Oxford United 2-1 Scunthorpe United Six Things: improved second half sees Yellows to victory

www.oufc.co.uk (credit: Jack Brown, Steve Daniels, Tom Melville)

Oxford United took a step closer to League One safety on Saturday when Jerome Sinclair’s headed brace gave them a 2-1 victory over Scunthorpe United at the Kassam Stadium. Here’s our Six Things from the game.

Stale first half

Oxford had more of the ball in the opening 45 minutes but their use of it left a lot to be desired. Whenever they played forward, the recipient always had their back to the opposing goal and rarely had a pre-formed idea of the next step, meaning the U’s took too many touches and were therefore unable to unlock a disciplined Scunthorpe side, with Levi Sutton shielding the defence well for the diamond-shaped visitors. Home full-backs Sam Long and Josh Ruffels were slightly wasteful in possession and provided little width, as the team struggled to find a coherent link between defensive and attacking units.

Scunthorpe’s opportunism

The away side’s best moment came after three minutes, when Kyle Wootton raced clear and needed to be denied by some brave goalkeeping from Simon Eastwood. After that, however, Wootton waned in influence, Olufela Olomola struggled in physical duels with the commanding Curtis Nelson while Lee Novak looked too cumbersome to thrive in  the number 10 role. Although creative midfielder Funso Ojo and direct wing-back Tom Pearce had their moments, the fact the Iron enjoyed the better moments in the first half was largely due to Oxford gifting them possession in favourable areas.

Whyte the game-changer

Karl Robinson’s side looked much improved in the second half and the introduction of Gavin Whyte, just before the hour mark, was a big part of that. For one thing, the Northern Irishman showed a willingness to take on defenders which is something the team did not do at all in the first half – but just as significant was the impact his arrival had on others. Firstly, Jordan Graham moved from the right flank, where he had shown only flashes of promise, to the left, where he improved drastically and beat auxiliary right-back Harrison McGahey at will. Secondly, Whyte’s arrival appeared to spark something off in compatriot Mark Sykes, who looked far more tenacious and dynamic in the second period, as Oxford appeared to find the intensity they had previously been missing.

Is Sinclair the answer?

For much of the game, Sinclair’s movement was not one that we would see from a natural goalscorer; he drifted deep, sometimes out wide, seemingly anywhere but the opposition penalty area. And yet, perplexingly, the January recruit still came up with two perfectly directed Alan Shearer-like headers that embodied the perfect goalscorer. Firstly, he found himself unmarked to place Sykes’ deep-flighted left-wing cross into the corner then, after Whyte set the ball back for an inch-perfect delivery from John Mousinho, the front-man planted home with 10 minutes to go. It would be premature to draw too many conclusions about whether Sinclair can be the goalscorer Oxford crave based solely on this second half – just as it would have been premature to write him off before kick-off – but this double could do wonders for his confidence.

Iron flatter to deceive

Kevin Van Veen turned the ball across for George Thomas to tap home in injury-time for Scunthorpe, who managed to make it a nervy finale for the hosts. Had the Humbersiders got any points from this contest, however, it would have been unjust because, despite brief spells of prominence within the match, they had never looked like a serious goal threat – ironic for a team with three narrow forwards on the pitch at all times. The Iron looked short of pace, width and variety, with Funso Ojo taking on a lot of the creative burden in advanced areas, without having the necessary options in possession. Although McCall has been backed to add new players in January, which has helped his side in their survival push, there appeared to be balance issues which need to be addressed for them to secure their League One status.

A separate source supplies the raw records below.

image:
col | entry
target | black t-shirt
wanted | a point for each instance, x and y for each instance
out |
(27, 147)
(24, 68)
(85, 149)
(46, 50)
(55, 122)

Back-to-back wins for the Yellows

For the first time since April, Oxford have won successive league games; following a 1-0 triumph at Blackpool, their first away win, the week before; overcoming those two unwanted records in the space of a week feels significant for the U’s. Karl Robinson is not universally admired at the Kassam Stadium and fans are of course entitled to reserve judgement on whether he is the man to take them forward. Destabilizing off-field issues however make it difficult for any club to truly progress and in that sense, mere survival cannot be considered a negative outcome from the campaign. Robinson, therefore, deserves an element of credit for delivering a reasonable standard of performances, even if they have not always led to desirable results. With crunch clashes with Gillingham, Rochdale and Bradford to come, Oxford have an opportunity to extend their two-point gap to the drop zone.